Xeon Max 9468 is my pick though, despite the lower core count.
 
  • Like
Reactions: bit_user

bit_user

Titan
Ambassador
Okay. Impressive performance. How about doing a latency comparison between the two ?
Would be nice, but Phoronix tends to focus on application benchmarks, rather than sythetics or microbenchmarking. Hopefully, ChipsAndCheese will get access to one, before too long. It probably depends on there being cloud instances.

I can also see similarity with the tiered DRAM caching used with Intel Optane DIMMs as well (RIP Optane !).
Optane is only relevant, in that context, because Intel anticipated better capacity scaling. In the CXL era, you can easily scale out CXL.mem even beyond how much Optane you could deploy.
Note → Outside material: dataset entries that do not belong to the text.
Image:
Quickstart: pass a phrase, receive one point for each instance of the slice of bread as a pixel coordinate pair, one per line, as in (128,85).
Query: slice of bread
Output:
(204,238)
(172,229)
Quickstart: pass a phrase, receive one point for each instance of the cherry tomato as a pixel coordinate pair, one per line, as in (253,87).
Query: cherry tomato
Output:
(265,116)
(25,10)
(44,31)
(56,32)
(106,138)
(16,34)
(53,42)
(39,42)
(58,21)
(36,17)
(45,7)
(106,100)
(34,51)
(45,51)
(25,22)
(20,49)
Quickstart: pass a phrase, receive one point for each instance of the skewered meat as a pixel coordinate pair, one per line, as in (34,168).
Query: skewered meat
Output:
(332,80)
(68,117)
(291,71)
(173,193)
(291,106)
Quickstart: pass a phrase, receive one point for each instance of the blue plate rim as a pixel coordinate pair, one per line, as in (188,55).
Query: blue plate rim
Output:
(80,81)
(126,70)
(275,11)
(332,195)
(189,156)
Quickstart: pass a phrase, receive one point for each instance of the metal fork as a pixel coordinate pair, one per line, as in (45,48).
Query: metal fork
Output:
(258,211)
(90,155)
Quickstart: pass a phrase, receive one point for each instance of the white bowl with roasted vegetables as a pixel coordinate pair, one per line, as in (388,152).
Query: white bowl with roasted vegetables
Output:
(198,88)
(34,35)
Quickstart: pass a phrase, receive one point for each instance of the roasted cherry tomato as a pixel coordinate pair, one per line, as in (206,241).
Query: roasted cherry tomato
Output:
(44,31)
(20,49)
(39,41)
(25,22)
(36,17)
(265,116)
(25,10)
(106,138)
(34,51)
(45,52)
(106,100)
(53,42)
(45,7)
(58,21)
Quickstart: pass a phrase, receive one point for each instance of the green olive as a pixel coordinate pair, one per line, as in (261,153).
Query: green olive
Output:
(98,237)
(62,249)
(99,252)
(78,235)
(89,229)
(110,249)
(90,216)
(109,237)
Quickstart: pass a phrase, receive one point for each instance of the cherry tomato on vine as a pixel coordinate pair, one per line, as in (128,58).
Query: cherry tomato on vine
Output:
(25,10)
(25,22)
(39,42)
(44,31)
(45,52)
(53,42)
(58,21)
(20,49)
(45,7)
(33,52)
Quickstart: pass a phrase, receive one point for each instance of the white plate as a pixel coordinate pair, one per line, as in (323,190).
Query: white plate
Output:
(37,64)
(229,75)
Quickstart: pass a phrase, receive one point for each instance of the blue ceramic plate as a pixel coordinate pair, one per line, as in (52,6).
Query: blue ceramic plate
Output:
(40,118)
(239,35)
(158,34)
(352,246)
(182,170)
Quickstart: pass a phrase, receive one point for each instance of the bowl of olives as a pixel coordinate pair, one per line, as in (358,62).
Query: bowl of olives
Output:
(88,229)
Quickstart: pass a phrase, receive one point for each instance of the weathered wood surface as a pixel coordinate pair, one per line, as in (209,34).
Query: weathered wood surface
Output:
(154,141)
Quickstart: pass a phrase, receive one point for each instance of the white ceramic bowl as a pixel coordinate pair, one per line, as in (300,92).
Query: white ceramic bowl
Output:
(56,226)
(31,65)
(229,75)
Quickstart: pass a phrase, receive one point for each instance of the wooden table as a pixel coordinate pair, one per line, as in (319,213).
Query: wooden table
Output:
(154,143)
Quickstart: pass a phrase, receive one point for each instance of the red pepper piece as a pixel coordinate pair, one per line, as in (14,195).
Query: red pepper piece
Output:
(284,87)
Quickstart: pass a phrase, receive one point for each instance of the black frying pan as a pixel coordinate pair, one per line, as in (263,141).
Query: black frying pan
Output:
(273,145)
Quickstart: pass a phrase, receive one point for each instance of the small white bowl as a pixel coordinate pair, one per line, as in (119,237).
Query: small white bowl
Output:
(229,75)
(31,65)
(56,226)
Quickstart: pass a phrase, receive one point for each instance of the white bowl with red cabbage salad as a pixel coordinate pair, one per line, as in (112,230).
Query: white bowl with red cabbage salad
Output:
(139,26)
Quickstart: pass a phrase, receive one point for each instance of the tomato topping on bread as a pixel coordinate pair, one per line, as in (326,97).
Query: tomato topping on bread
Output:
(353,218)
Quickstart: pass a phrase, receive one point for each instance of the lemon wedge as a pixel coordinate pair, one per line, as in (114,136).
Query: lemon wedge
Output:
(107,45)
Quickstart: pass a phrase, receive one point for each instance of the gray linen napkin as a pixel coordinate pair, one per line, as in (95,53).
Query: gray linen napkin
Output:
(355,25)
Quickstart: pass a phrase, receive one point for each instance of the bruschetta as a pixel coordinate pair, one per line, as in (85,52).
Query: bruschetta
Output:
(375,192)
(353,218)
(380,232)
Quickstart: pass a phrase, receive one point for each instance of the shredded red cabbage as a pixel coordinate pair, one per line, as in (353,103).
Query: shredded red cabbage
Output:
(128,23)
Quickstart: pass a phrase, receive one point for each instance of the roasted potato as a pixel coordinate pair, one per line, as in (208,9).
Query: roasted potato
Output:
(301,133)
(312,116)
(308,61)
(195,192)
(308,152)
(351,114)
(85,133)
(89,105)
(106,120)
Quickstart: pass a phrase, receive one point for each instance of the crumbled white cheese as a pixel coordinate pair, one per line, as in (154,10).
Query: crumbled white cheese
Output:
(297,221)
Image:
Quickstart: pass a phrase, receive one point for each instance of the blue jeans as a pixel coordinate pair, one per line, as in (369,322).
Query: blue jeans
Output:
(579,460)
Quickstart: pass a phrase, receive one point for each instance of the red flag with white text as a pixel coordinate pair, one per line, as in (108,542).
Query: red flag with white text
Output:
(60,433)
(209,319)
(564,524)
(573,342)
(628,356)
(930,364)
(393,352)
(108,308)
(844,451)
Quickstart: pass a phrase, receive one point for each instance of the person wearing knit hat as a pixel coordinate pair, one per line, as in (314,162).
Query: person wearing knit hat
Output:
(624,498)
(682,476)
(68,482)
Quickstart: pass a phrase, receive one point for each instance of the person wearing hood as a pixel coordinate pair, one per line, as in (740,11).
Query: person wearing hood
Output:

it's good to know that Xeon Max will use the full 4 compute tile design across all of its SKUs, as this is required for four packages of HBM 2e.
I think the kicker for this approach to chiplets is higher power utilization. I think that's why AMD moved away from a mesh-like connectivity between chiplets and toward a hub-and-spokes model.

FWIW, I do slightly prefer the mesh approach, particularly because clever software partitioning can yield better latency by providing local and virtually-exclusive access.